Greenland - Not Over Yet!
Following Our Recent Review Articles on Venezuela and Ukraine ...
The politics of Davos were somewhat chaotic. We suspect that most mainstream commentators missed what was actually going on in their rather obvious attempt to claim victory for ‘the world’ and a defeat for Trump. How the old and new orders claim victory and defeat is an essay in the incommensurate - the first seem to think it a victory merely to have survived intact whereas the latter sees each fight as simply a stage in a long-running negotiation where it believes it holds all the cards. For the latter everything is two steps forward and one step back in a remorseless drive to test power to the limits. After Greenland and Venezuela, it looks as if Trump is attempting the same trick with Iran while Ukraine sits in the query basket as Zelensky weighs up his limited options. Let us try a different interpretation of the situation and then take a look at the implications for Europe of the recently published US National Defense Strategy because the latter is intimately related to all three of the crises we have explored this month - Venezuela, Ukraine and Greenland.
The European media spoke of a ‘climbdown’ by Trump but this is not how Washington sees things. It sees the threats of force and tariffs as a negotiating ploy that has demonstrated European fragmentation and forced the rest of NATO into taking the US’ concerns seriously. There are two issues for Washington – the first is the blind spot in US national missile defence represented by Greenland where it is nervous of its defensive arrangements being under another sovereign authority and the second is the mineral resource of the island which a) is not being utilised because of a weak approach (as it sees it) of Denmark that will not allow capital in to explore and exploit and where b) the fear is that circumstances might see Chinese or future European investment control of such strategic assets emerge to the detriment of the US.
The terms of a negotiation are set …
Trump does not really care what Europeans ‘think’. He knows that most Europeans are desperate to retain US security guarantees (and even extend them to include Ukraine) at this point in history. The view in Washington is cynical – that the few days in the run-up to Davos saw a form of hysteria take place across Europe which left Trump able to walk into Davos and draw back from his maximalist position on the basis that force and trade tariffs as well as withdrawal from NATO had been placed on the table if Washington’s ultimate requirements were not satisfied. Now it is time to negotiate to meet those requirements under conditions where a tariff war is not desired by anyone but would almost certainly be more of a problem for Europe than the US. In Washington’s view, Europe (and notably Denmark) has received sufficient shock to draw it into the net of a framework that has already begun to be discussed and where the UK and NATO (insttutionally) can be expected to act as ‘persuaders’.
The British were getting quite excited that their ‘third way’ had brought about an apparent resolution but this nonsense was for domestic consumption. The key call was Rutte’s who fundamentally agreed with Washington’s assessment of its own strategic requirements.
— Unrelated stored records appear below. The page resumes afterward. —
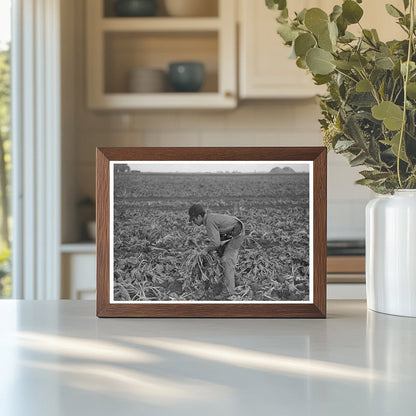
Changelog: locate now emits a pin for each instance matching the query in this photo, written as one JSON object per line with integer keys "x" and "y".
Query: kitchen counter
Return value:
{"x": 57, "y": 358}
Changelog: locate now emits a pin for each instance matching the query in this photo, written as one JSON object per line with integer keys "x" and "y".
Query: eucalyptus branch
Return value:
{"x": 406, "y": 79}
{"x": 346, "y": 75}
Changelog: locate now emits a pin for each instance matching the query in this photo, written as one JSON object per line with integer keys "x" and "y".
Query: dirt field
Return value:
{"x": 157, "y": 253}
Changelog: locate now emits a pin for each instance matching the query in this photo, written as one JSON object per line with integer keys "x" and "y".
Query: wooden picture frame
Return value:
{"x": 112, "y": 298}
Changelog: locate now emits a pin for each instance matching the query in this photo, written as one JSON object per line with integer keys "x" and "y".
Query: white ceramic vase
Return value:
{"x": 391, "y": 253}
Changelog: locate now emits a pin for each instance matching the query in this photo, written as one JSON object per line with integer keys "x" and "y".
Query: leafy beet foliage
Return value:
{"x": 369, "y": 112}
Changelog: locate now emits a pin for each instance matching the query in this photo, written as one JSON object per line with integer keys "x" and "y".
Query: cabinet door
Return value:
{"x": 265, "y": 68}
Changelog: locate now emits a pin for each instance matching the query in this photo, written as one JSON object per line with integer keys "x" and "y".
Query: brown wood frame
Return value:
{"x": 317, "y": 309}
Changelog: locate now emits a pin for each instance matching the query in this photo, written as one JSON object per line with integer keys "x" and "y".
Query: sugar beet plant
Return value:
{"x": 369, "y": 112}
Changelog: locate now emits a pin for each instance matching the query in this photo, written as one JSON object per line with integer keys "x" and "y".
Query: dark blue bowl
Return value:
{"x": 135, "y": 8}
{"x": 186, "y": 76}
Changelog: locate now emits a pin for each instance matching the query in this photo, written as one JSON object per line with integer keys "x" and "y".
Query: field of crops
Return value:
{"x": 157, "y": 254}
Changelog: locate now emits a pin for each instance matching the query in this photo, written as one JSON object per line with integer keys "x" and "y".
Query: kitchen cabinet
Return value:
{"x": 78, "y": 262}
{"x": 118, "y": 45}
{"x": 265, "y": 69}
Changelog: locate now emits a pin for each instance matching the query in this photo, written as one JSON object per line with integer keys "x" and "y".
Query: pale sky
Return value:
{"x": 5, "y": 20}
{"x": 187, "y": 166}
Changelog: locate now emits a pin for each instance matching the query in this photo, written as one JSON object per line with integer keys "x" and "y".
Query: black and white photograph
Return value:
{"x": 196, "y": 231}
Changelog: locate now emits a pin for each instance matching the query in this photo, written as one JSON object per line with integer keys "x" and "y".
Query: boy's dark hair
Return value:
{"x": 195, "y": 210}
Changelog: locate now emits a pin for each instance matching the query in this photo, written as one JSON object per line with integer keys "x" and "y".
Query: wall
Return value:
{"x": 253, "y": 123}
He is more concerned (as are many member states) with ensuring the unity of NATO around the alleged Russian threat as priority. He and they want Washington to get in line over Ukraine rather than squabble over Greenland. The UK is also terrified of a breach with Washington. Its entire foreign and defence structure is predicated on the maintenance of NATO where (at least for a long period, despite French aspirations) the transformation of Europe into a military power is going to require the US strategic umbrella. The relative silence of Germany in all this was noticeable.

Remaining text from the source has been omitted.